Sur les basques de Ravel

C’est à croire que toute la touristerie s’est donné rendez-vous sur la côte basque coté français durant ce viaduc de l’Ascension. Biarritz inatteignable, Guéthary invisitable, et finalement non sans bouchons, l’accès à un nouveau parking de Saint-Jean de Luz peu avant qu’il affiche complet. Mais en sortant, la récompense : la vue directe sur la maison natale de Ravel de l’autre côté du port sur la commune de Ciboure (l’étrange façade flamande qui détonne au milieu des maisons en pur style basque.
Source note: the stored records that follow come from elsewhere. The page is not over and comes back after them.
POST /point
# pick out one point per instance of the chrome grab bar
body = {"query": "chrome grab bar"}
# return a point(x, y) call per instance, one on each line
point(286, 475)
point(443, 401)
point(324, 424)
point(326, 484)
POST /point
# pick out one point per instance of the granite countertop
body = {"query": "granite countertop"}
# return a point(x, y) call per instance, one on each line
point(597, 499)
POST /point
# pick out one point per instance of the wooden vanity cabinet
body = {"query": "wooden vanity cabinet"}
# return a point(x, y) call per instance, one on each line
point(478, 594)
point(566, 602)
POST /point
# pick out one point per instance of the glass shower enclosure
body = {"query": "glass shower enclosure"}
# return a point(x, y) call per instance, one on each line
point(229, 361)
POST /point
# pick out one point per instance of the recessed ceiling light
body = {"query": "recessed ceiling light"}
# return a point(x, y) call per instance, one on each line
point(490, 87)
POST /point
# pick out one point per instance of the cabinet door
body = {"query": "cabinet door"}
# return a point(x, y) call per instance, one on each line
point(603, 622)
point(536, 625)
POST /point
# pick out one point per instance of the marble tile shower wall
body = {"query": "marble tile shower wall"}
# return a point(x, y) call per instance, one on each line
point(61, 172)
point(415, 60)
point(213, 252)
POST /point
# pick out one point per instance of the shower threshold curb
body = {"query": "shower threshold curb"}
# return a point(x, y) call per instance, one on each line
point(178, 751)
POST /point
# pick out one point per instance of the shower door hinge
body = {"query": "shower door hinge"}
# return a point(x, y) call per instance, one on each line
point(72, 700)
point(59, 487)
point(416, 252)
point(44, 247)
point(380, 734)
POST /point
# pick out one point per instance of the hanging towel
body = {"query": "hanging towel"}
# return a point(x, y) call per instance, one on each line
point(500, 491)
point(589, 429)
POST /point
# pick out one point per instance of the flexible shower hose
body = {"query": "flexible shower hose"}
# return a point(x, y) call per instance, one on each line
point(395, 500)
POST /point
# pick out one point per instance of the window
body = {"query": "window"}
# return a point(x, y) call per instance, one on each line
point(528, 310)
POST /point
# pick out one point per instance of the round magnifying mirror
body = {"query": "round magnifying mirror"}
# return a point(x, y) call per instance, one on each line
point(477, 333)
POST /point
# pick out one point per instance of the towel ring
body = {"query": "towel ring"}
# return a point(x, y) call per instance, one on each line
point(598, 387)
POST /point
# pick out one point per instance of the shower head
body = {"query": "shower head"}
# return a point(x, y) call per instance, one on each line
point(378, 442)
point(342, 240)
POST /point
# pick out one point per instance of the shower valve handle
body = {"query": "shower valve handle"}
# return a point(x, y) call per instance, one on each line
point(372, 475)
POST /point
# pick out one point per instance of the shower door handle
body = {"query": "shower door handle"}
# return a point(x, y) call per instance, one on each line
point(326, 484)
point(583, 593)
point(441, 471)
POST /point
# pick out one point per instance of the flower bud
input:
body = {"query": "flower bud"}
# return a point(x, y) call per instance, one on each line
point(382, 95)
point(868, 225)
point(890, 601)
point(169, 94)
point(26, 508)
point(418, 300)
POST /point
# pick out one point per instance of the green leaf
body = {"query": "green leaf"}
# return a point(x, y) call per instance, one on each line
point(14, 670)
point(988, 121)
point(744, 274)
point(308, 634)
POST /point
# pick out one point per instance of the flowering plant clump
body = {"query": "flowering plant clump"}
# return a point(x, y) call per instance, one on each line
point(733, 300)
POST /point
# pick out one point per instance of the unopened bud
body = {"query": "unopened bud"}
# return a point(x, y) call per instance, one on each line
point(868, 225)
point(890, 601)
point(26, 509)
La maison natale de Ravel à Ciboure sur le port de Saint-Jean-de-Luz

En rentrant je me replongerai dans les écrits de Ravel. Où il évoque sa « basquitude », ses fréquents retours au pays. J’ai trouvé ceci, un témoignage de Gustave Samazeuilh sur « les nombreux étés que nous avons passés ensemble en ce Pays Basque… Nous voisinions quotidiennement, soit dans les logis qu’il habita successivement à Ciboure ou dans la grande rue de Saint-Jean-de-Luz, soit sur ce coteau de Bordagain, où les miens et moi-même avions fixé nos pénates. Ravel aimait le vaste horizon de mer et de montagne qu’on y découvre. Il goûtait la douceur de l’air, la lumière affectueuse et vive. Que de fois sommes-nous montés en haut de la tour de l’ancienne abbaye de Bordagain pour voir se coucher le soleil ou monter la lune au zénith, quitte à prolonger ensuite notre soirée en la maison voisine aux volets rouges, dont l’isolement nous permettait de musiquer ou de deviser jusqu’à des heures fort avancées ? En descendant vers Saint-Jean-de-Luz le matin, je passais devant la maison de Ravel. Un siffle de ralliement bien connu de ses amis d’alors : le thème initial de la Seconde Symphonie de Borodine… Ravel se mettait à sa fenêtre, souvent  en pittoresque costume de bain.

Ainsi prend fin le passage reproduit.